Patients with infectious shock have a high rate of near- and long-term mortality and may have a poorer quality of life than patients with other diseases, often accompanied by cognitive dysfunction and physical decline.

Daily

Daily management

Pay attention to keep warm, avoid catching cold, strengthen nutrition, monitor and control blood pressure, blood sugar and blood lipid.

Physical cooling is preferred for patients with high fever: e.g., ice packs, ice blankets, wet towels to wipe the skin.

When using ice packs, you should avoid placing them on the soles of the feet, chest and abdomen to avoid discomfort.

When using ice blankets, the circulating water temperature should be adjusted to be greater than 16 ℃ to avoid frostbite caused by too low a temperature.

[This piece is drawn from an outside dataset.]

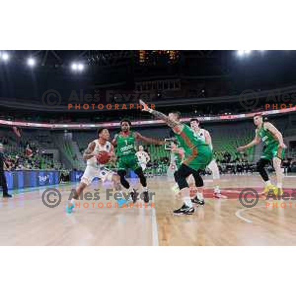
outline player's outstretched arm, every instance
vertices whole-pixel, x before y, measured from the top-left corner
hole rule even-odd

Proper attention to warmth is needed when using wet towels to wipe the skin to avoid chills and other discomforts.

Disease monitoring

Regularly monitor blood pressure, heart rate, state of consciousness, and urine output.

If there are skin wounds or catheters, they should be cleaned and disinfected and changed/replaced regularly. Pay attention to the condition of the skin at the catheter puncture point, as well as the color, nature and amount of drainage fluid, and seek medical attention promptly for signs of infection.

Follow-up

Follow up as prescribed by the doctor.

The items to be reviewed include routine blood tests, routine urine tests, and monitoring of liver and kidney function and electrolytes for patients with liver and kidney function impairment.

Regular review of imaging studies, including examination of the site of primary infection and lung CT for patients with lung injury, is needed to avoid interstitial fibrosis or further progression of interstitial fibrosis.

Prevention

If there are symptoms of infection including fever, cough and sputum, urinary frequency and urgency, vomiting and diarrhea, etc. should actively seek medical attention to avoid progression to infectious shock.

Patients with cirrhosis, diabetes mellitus, malignant tumors, leukemia, burns, organ transplants, etc., should actively treat the primary disease, pay attention to avoiding infections, and seek timely medical treatment for symptoms of infection.

Reasonable use of antibiotics, glucocorticoids, avoid long-term application.

Invasive built-in objects, including catheters, drainage tubes and other foreign bodies, should follow the doctor’s instructions to take good care of them to avoid infection.